El mismo criterio científico minucioso que se emplea para evaluar las terapias convencionales debe aplicarse para evaluar estos métodos complementarios. Ciertos métodos complementarios están comenzando a tener un lugar en el tratamiento contra el cáncer, no como cura sino como componentes adicionales del plan de tratamiento que tal vez ayuden a los pacientes a sobrellevar los síntomas de la enfermedad y los efectos secundarios del tratamiento, así como a mejorar su calidad de vida*.

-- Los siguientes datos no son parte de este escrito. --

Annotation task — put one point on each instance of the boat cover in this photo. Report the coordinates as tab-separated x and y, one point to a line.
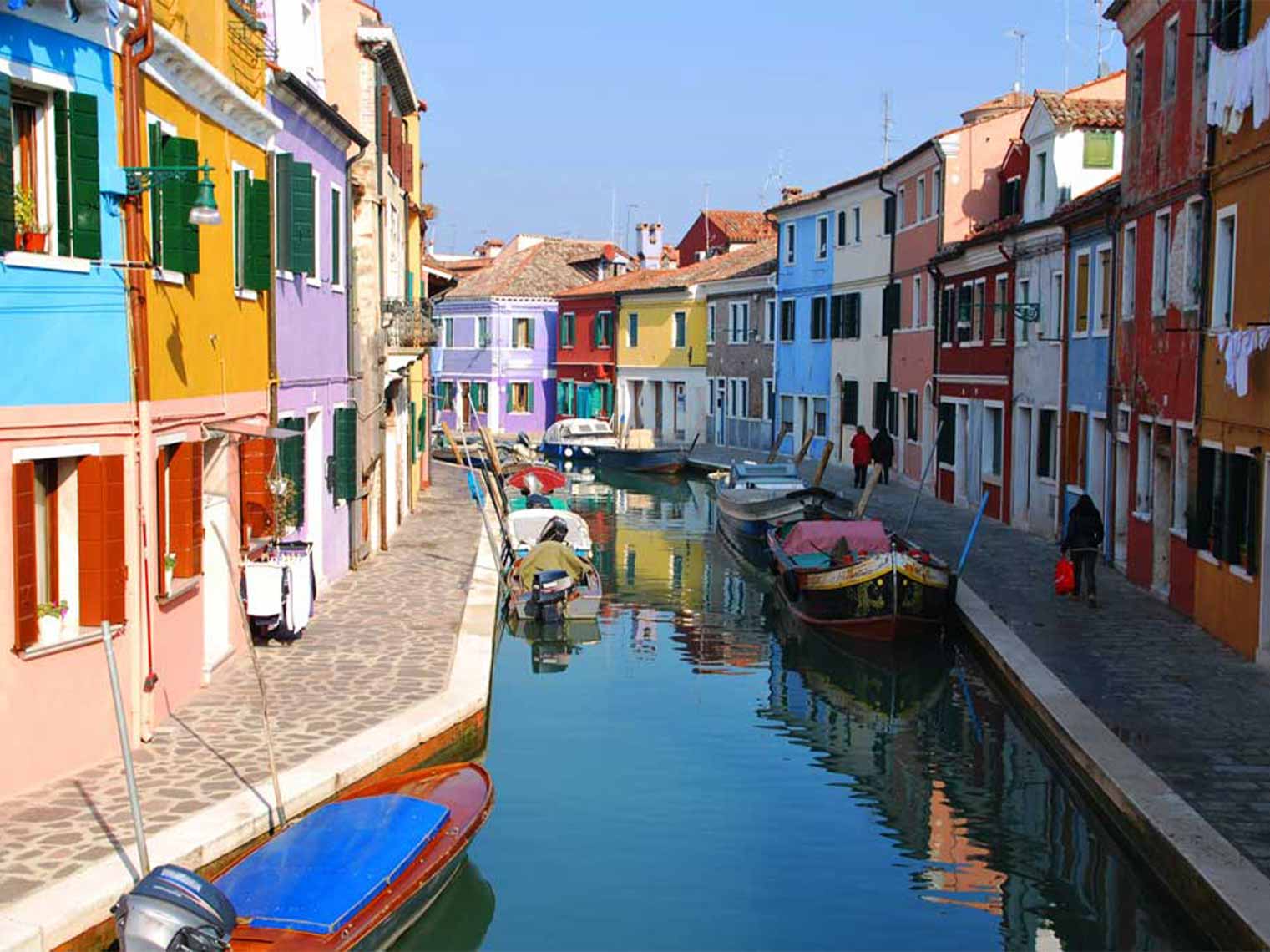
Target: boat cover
819	536
319	874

Hoy decenas de centros especializados en el mundo buscan, mediante sus investigaciones, confirmar si determinada sustancia puede ser utilizada eficazmente en el tratamiento médico oncológico. Ese es el caso de la Universidad Técnica Particular de Loja (UTPL). Entidad en la que un grupo de investigadores de la sección de Genética Humana y Bioquímica clínica analiza, hace cuatro años, si las plantas endémicas del Ecuador -a través de sus propiedades- son capaces de destruir o frenar el mal.

Dicho estudio, que cuenta con la colaboración de Edward A. Ratovitski, director del área de Oncología del Hospital Johns Hopkins (EE. UU.), es liderado actualmente por el investigador y jefe departamental, Luis Miguel Guamán. Y se basa en examinar, bajo técnicas in vitro, los efectos que las partículas de estas especies vegetales tienen sobre una serie de células tumorales humanas, con las que cuenta la entidad.

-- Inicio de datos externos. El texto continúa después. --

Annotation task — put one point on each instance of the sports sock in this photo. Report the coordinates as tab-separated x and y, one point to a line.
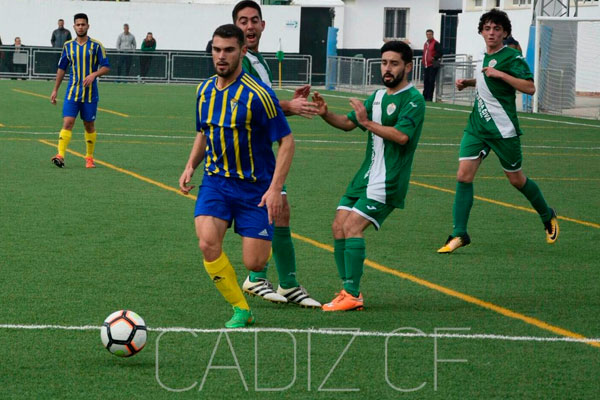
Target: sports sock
63	141
463	201
256	276
354	256
536	198
339	246
223	276
90	143
285	257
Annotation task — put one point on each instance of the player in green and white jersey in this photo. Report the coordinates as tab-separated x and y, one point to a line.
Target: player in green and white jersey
393	118
493	125
247	15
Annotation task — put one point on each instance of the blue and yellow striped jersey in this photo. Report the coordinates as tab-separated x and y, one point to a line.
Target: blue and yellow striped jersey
84	59
240	123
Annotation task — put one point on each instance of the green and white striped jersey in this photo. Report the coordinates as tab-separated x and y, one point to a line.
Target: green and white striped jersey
254	64
385	171
494	114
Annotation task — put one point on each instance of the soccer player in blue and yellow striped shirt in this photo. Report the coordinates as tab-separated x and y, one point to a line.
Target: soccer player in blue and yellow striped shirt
88	61
237	119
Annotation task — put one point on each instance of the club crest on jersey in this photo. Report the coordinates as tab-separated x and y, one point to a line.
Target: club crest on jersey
391	108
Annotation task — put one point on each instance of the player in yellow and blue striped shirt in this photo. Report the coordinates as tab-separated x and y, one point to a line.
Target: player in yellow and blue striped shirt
237	119
88	61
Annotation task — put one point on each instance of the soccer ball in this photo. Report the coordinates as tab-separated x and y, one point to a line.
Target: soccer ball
123	333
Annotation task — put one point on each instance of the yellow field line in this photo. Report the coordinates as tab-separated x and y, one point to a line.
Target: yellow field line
48	98
507	205
124	171
450	292
503	178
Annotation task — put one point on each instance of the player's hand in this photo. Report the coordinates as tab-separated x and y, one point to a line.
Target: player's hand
185	179
460	84
360	110
274	202
302	91
320	103
492	72
89	80
302	107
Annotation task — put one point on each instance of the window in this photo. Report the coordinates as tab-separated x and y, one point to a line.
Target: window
396	21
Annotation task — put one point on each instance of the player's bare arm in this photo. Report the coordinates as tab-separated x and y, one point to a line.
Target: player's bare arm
60	74
522	85
196	157
299	105
272	197
302	91
385	132
464	83
335	120
90	78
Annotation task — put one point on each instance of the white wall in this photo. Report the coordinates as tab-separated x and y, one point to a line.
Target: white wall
364	22
174	25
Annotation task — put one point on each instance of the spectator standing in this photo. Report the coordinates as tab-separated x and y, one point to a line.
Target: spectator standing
126	43
19	61
60	35
432	55
148	45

Al momento, los científicos han logrado identificar que las propiedades ocultas de la llinopsis verrucosa, comúnmente conocida como ‘congona’, logra inhibir, y en algunos casos eliminar, las células tumorales en el cerebro, colon y mama. Algo similar pasa con otras plantas. “Hemos descubierto, por ejemplo, que la Annona montana, la Azorella madreporica y la Clusia latipes, tienen efectos anticancerígenos”, dice Guamán.

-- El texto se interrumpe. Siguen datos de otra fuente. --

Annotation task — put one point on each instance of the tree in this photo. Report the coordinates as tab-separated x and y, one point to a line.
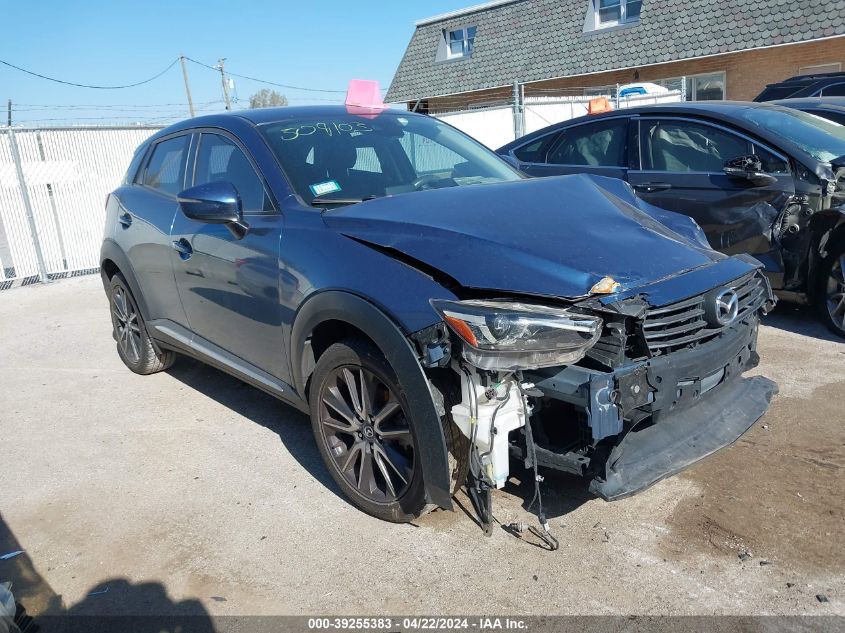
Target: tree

No obstante, hay que esperar. “Aún nos resta probar las sustancias en humanos…, y eso toma tiempo”, dice el experto, al revelar que el hecho de mejorar la potencia de la molécula que inhibe la propagación de las células malignas es otro de los objetivos en los que prevén trabajar. Su equipo, conformado por alrededor de once personas, está consciente de que la gran mayoría de fármacos anticancerígenos utilizados en tratamientos de quimioterapia son de origen vegetal. Sin embargo, hace hincapié que la tipología de sus compuestos genera numerosos efectos secundarios que pueden desencadenar, “en el 20 % de los casos, la formación de nuevos tumores en un futuro como consecuencia de su agresiva actuación”.